I'm trying to create a color bar with 13 levels and use a diverging RdBu_r colormap with the central value spaced at 0. Currently, I have an evenly spaced colorbar with values descending by 8 ranging from -48 to +48
What I would like to make is a colorbar with even colored spacing, but unevenly spaced values, like this colorbar which I modified in photoshop, such that the values go from [-96.0, -72, -48, -24, -12, -6, 0, 6, 12, 24, 48, 72, 96]

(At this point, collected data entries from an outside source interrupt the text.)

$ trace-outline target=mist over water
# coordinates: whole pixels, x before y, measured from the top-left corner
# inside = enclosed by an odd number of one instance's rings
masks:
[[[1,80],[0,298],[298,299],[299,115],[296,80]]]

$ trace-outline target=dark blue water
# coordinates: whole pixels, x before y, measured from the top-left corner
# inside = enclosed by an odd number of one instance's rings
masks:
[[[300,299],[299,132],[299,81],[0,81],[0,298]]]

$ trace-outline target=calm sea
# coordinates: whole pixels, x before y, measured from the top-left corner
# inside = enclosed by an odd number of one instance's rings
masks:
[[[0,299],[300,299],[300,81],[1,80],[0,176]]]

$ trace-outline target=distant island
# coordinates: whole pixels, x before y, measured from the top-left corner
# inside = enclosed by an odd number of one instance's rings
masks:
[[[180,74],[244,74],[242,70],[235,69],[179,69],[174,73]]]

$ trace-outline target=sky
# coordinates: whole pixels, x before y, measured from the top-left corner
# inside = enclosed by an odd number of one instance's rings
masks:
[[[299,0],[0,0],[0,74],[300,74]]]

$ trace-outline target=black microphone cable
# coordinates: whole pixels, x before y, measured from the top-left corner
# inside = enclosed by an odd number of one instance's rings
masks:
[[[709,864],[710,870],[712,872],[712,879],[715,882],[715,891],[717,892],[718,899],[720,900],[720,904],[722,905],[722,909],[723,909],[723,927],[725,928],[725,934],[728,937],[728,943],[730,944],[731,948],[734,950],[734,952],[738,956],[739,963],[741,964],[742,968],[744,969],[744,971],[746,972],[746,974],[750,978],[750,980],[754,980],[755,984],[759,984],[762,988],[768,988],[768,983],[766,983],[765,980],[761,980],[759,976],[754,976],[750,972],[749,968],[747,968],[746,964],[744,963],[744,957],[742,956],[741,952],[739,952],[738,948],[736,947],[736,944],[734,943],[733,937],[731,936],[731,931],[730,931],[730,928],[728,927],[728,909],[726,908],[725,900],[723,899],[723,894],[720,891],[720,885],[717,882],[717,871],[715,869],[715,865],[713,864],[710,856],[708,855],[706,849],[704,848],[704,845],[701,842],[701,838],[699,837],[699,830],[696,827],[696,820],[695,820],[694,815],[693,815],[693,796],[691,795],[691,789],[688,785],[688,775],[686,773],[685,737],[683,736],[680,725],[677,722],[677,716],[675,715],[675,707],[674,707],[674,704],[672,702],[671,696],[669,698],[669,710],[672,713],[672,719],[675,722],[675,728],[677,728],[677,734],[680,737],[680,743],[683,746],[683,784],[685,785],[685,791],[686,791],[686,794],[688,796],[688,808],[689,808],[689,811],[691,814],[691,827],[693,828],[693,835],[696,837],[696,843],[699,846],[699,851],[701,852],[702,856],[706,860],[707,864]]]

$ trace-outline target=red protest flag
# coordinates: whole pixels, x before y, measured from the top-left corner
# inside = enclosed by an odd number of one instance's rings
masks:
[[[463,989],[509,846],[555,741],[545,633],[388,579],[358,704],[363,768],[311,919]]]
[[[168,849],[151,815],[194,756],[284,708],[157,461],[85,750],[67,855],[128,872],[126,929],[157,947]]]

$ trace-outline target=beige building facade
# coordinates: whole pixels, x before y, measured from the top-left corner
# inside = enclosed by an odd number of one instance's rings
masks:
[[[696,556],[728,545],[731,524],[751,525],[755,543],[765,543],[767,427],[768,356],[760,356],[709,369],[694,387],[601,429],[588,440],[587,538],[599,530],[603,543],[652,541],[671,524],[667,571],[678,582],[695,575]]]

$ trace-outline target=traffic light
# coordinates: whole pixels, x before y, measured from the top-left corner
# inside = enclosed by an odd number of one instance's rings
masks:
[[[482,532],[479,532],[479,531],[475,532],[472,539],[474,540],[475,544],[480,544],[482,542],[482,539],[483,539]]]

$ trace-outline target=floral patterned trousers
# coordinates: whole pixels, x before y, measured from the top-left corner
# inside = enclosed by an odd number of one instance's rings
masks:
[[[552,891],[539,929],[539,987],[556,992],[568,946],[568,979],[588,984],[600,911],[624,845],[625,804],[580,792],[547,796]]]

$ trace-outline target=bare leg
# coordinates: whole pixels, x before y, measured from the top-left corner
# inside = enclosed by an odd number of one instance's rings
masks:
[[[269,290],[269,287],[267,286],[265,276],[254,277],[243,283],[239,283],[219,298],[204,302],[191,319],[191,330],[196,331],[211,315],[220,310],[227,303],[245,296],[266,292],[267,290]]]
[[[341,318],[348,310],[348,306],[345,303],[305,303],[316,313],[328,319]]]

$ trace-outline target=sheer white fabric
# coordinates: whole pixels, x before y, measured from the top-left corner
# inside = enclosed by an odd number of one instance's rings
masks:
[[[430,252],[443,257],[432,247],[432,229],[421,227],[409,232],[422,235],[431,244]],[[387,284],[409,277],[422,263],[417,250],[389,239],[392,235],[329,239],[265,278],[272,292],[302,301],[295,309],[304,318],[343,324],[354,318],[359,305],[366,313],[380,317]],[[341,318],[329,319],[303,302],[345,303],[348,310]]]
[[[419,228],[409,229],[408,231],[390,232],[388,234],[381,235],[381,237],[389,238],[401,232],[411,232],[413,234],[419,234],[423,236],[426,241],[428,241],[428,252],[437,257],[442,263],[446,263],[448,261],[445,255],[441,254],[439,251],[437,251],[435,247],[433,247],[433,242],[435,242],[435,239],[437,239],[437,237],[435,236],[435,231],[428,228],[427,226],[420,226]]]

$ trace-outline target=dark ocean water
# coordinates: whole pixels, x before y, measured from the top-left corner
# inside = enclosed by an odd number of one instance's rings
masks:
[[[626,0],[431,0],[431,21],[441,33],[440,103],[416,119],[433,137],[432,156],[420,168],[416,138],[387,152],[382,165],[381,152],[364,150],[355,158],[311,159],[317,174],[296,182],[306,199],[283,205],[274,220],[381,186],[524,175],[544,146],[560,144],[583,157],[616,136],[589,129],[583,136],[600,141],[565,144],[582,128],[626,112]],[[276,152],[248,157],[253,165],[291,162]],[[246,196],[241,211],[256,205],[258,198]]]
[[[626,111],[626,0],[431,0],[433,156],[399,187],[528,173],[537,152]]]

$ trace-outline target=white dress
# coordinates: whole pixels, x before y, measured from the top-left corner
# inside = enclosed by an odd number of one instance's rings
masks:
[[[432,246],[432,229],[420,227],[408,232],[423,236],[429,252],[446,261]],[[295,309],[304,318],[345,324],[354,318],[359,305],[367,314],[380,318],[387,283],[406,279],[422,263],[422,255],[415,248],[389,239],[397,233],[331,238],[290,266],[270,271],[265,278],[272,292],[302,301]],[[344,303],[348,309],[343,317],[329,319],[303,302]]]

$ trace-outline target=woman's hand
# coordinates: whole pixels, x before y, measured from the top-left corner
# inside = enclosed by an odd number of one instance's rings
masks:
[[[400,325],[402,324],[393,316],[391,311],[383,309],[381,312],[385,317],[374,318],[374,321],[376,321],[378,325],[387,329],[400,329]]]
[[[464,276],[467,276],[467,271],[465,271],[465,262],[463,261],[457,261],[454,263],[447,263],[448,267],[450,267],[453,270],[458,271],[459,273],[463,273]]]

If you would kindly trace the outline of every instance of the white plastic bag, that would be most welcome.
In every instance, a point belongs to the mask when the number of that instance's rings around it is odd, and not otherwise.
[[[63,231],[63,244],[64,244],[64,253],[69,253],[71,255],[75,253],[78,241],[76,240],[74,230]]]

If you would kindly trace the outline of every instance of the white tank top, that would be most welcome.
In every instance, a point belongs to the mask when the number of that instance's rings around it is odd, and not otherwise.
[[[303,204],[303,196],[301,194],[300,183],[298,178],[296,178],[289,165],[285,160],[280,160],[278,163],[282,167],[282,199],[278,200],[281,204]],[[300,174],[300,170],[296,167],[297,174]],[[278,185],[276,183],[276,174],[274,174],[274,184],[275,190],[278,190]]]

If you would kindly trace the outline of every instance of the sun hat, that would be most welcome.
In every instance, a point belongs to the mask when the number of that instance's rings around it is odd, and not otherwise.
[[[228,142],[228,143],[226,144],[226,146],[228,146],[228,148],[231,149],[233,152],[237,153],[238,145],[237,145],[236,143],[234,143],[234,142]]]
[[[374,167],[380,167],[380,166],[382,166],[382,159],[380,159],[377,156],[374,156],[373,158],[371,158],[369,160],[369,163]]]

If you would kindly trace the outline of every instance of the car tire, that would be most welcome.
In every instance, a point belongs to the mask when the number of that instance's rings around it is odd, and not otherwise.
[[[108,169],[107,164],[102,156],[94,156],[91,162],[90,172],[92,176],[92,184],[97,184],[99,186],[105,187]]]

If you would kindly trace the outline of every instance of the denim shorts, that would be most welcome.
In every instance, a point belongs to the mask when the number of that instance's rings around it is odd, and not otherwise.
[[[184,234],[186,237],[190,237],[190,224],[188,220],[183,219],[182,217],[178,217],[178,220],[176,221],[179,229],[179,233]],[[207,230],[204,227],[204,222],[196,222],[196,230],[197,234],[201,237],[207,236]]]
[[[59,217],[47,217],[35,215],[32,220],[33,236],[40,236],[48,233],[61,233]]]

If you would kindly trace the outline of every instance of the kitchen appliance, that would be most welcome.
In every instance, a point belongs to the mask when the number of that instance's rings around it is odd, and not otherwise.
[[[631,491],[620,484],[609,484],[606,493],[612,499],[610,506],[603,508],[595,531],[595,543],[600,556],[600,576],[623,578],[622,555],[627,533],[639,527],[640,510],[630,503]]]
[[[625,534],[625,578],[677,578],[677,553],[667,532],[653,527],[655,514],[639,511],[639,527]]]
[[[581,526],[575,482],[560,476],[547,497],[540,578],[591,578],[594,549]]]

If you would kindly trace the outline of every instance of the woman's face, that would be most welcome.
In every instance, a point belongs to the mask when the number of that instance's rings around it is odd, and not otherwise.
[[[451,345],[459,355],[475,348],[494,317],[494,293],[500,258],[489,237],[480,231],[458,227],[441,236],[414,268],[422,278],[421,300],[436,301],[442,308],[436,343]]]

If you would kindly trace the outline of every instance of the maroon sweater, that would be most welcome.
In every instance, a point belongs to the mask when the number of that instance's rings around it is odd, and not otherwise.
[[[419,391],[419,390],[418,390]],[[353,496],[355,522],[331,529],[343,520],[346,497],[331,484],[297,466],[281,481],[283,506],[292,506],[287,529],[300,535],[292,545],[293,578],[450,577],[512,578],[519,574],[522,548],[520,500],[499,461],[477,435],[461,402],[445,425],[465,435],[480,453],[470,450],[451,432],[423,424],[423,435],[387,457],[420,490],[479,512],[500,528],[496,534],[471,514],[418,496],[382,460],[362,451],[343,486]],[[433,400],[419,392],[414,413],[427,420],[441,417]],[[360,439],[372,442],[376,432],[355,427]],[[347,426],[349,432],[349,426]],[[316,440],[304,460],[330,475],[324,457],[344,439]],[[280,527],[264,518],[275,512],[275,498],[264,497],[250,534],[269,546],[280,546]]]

My current attempt looks like this:
from cartopy import crs as ccrs; import matplotlib.pyplot as plt
crs_new = ccrs.PlateCarree()
fig, axs = plt.subplots(subplot_kw={'projection': crs_new},figsize=(8, 6))
cmap = 'RdBu_r'
uneven_levels = [-96.0, -72, -48, -24, -12, -6, 0, 6, 12, 24, 48, 72, 96]
vmin,vmax = -48,48
cs=plt.pcolormesh(lon,lat, data,cmap=cmap, transform=crs_new,vmin=vmin,vmax=vmax)
cbar=plt.colorbar(cs,boundaries= uneven_levels)
Which results in a colorbar with really dark ends and clearly uses linearly spaced coloring.
Using countourf and "spacing = uniform" did not work.
Using "colors.DivergingNorm(vmin=vmin, vcenter=0, vmax=vmax)" did not work.
I've tried to define my own color bar with
cmap = plt.get_cmap('RdBu_r')
colors = cmap(np.linspace(0, 1, len(uneven_levels)))
but have no idea to get the data to match up with these levels, results in the same thing as figure 3, so this also did not work.
Any help is greatly appreciated! :)
The reason there are a lot of dark colors is vmin, vmax = -48, 48
which forces all values below -48
to the darkest blue, and all values above 48
to the darkest red.
To obtain a similar effect as contourf
, matplotlib's from_levels_and_colors
could be helpful. This generates a colormap with 12 colors, and a norm. The norm is a function that converts values between -96 and 96 to values for the colormap, as defined by the levels.
Here is some example code:
import numpy as np
import seaborn as sns
from matplotlib import pyplot as plt
import matplotlib.colors as mcolors
x = np.linspace(0, 3 * np.pi, 500)
data = np.sin(x - x[:, np.newaxis] * 2) * 95
uneven_levels = [-96, -72, -48, -24, -12, -6, 0, 6, 12, 24, 48, 72, 96]
cmap_rb = plt.get_cmap('RdBu_r')
colors = cmap_rb(np.linspace(0, 1, len(uneven_levels) - 1))
cmap, norm = mcolors.from_levels_and_colors(uneven_levels, colors)
fig, axs = plt.subplots(ncols=2, figsize=(8, 6))
v = np.linspace(-96, 96, 1000)
axs[0].plot(v, norm(v))
cs = axs[1].pcolormesh(data, cmap=cmap, norm=norm)
cbar = fig.colorbar(cs, ticks=uneven_levels)
plt.show()
The image on the left shows how the boundary norm maps values between -96 and 96 to their respective color in a nonlinear fashion. The image on the right show the a colorbar with the boundaries.